地域に生きる“みまさか”の若手たち

梅林 保明・佑妃さん =真庭市落合垂水

地域に生きる“みまさか”の若手たち

梅林 保明・佑妃さん
=真庭市落合垂水

「口の中でほろっと溶ける食感。絶対に残さなきゃいけない味だと思った」。2人の歩みを決定づけたのはようかんだった。
梅林 保明・佑妃さん

伝統守る商いで恩返し

約8年前のこと。佑妃さんが、交際中だった保明さんの実家である「梅田屋羊羹(ようかん)店」(真庭市落合垂水)から名物商品を取り寄せた時の衝撃を振り返る。

2人の出会いはフランス・パリ。洋菓子職人としての腕を磨くため渡仏した先がたまたま同じ工場だった。世界最高峰の洋菓子の本場で学ぶうちに、2人はシンプルな材料で素材の味を引き出す和菓子の奥深さを再認識するようになっていた。

佑妃さんがようかんの味にほれ込んだのも無理はなかった。

 

保明さんは落合高(現・真庭高落合校地)を卒業後、専門学校を経て東京の洋菓子店に就職。腕を見込まれ、パリの工場に勧誘された。東京出身の佑妃さんは保明さんとは別の洋菓子店で働いていたが、スキルアップのため海を渡った。

佑妃さんがパイやタルトの生地を作り、保明さんが窯で焼いた。仕事を通じて2人は引かれ合った。交際を始めると、休みの日にレストランやケーキ店、マルシェに出掛け、チーズやフルーツを味わって味覚を養った。和菓子と洋菓子のそれぞれの特長を語り合ったことはかけがえのない思い出だ。

2年ほど交際し、2014年に結婚。「梅田屋」を継ぐため、翌年、真庭に帰郷した。佑妃さんが住み慣れた東京を離れることに全く迷いはなかった。

落合地域にはようかんを作る老舗店が「梅田屋」を含めて数店あり、昔から「落合羊羹」のブランド名で知られる。店同士が切磋琢磨(せっさたくま)し、伝統を守り抜いてきた。

とはいえ、人口減少に伴ってお年寄りも減っているのか、ようかんの売り上げは右肩下がりという。創業120年の屋号を守るため、2人は新商品の開発に精魂傾けた。
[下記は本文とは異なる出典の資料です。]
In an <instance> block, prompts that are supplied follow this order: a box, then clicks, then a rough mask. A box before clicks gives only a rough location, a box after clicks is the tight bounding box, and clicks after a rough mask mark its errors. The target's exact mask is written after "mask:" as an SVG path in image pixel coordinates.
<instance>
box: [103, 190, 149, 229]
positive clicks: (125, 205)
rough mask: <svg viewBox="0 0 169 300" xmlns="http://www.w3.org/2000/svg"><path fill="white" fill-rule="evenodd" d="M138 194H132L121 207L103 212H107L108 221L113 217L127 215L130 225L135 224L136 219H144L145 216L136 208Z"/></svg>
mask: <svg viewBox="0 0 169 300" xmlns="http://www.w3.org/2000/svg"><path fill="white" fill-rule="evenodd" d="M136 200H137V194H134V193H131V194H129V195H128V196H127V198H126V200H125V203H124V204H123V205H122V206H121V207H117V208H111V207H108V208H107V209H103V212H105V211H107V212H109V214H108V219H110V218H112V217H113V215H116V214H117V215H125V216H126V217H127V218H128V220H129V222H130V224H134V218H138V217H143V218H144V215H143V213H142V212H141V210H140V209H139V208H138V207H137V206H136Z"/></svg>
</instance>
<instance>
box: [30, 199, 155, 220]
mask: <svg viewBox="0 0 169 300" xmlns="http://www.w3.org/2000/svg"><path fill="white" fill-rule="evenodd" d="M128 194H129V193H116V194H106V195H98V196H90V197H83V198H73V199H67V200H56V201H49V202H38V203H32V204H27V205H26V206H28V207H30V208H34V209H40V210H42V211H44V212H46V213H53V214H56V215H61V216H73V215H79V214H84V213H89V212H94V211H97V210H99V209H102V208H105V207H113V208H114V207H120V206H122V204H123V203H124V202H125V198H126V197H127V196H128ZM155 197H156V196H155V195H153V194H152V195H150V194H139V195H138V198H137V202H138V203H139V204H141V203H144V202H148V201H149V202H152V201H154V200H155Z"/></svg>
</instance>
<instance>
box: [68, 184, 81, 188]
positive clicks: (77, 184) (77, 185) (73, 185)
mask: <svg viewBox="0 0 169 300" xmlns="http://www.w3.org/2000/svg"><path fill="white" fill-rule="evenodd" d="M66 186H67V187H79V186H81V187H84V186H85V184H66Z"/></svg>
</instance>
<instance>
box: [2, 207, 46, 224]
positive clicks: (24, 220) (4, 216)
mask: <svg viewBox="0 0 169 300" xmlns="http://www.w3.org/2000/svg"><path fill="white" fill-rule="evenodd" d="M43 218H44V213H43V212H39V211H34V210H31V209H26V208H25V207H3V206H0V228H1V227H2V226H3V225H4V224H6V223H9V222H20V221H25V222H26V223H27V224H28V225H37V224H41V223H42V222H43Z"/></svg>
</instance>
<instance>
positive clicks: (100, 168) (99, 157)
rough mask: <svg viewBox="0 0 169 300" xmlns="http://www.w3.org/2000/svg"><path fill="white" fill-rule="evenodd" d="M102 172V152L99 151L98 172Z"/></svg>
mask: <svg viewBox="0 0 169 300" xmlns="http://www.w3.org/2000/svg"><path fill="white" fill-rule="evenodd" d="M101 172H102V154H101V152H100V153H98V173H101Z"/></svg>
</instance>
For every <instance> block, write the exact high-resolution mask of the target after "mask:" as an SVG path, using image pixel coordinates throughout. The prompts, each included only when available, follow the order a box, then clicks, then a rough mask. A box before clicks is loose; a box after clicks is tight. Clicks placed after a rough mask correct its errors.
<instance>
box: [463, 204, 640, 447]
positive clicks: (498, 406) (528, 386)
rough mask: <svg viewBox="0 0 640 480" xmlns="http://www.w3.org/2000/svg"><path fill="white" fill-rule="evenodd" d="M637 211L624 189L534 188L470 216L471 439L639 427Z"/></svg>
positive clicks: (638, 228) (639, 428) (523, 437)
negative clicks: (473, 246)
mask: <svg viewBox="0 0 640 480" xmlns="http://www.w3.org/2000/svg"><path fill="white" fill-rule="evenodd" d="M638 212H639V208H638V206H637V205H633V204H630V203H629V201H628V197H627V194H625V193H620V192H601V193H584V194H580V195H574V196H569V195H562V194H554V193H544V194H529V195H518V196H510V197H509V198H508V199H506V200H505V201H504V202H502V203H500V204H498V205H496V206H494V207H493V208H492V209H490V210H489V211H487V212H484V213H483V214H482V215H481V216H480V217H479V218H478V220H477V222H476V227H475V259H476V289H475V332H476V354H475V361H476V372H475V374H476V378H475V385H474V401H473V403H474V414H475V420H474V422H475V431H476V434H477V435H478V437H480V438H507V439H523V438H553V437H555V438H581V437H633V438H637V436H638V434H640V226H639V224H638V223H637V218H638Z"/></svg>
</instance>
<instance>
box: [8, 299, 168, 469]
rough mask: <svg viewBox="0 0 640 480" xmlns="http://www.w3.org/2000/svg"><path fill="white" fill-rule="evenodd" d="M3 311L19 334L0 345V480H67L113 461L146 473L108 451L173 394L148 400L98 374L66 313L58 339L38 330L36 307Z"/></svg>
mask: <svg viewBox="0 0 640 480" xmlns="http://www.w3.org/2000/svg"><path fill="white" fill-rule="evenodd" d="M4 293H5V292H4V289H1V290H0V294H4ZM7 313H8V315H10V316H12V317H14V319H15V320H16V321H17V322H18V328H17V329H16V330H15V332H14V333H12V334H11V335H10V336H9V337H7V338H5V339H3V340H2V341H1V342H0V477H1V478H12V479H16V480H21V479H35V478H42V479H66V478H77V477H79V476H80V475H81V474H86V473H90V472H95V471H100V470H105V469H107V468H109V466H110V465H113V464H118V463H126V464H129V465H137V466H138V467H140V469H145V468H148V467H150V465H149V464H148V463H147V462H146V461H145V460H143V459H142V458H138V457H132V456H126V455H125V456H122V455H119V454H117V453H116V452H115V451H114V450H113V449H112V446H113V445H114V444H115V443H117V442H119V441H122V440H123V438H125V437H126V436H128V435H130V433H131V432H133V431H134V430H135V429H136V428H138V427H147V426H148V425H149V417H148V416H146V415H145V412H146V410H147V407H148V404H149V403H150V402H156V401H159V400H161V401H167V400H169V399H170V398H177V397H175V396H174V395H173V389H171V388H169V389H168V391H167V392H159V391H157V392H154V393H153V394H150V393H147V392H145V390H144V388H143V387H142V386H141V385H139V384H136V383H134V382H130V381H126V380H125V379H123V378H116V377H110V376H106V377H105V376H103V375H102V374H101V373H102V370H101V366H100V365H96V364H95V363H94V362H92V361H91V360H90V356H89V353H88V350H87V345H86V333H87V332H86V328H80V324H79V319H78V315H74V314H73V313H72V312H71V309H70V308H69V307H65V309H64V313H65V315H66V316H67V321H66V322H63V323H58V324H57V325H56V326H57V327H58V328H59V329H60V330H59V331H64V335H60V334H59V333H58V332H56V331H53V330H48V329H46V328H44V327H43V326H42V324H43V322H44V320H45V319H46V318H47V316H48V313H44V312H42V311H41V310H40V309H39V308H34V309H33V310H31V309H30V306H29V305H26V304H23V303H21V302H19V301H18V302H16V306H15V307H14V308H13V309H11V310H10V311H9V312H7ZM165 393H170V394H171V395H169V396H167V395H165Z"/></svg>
試行錯誤の末、寒天に酸を混ぜても固まる独自の技術を編み出し、ジャスミンやレモン、緑茶などを混ぜた洋風のゼリー商品を開発した。女性向け有名ファッション誌で紹介され、結婚式の引き出物などとして多い月は100個以上の注文が舞い込む。約10種類のマカロンも人気だ。

地元の酒造会社と協力し、酒かすを使ったマカロンや酒の仕込み水で作るゼリーなども開発。地域のイベントなどでPRしている。

洋菓子のウエートを高めたことで年々、若いお客が増えているという。

それでも「洋菓子はあくまでようかんの“引き立て役”」だと保明さん。愚直に、誠実にようかんを売ることが商いを支えてくれた地域への恩返しだと思っている。

「洋菓子を目当てに来た若いお客さんが『ようかんも買っていこう』と思ってもらえるようにしたい」。2人は口をそろえた。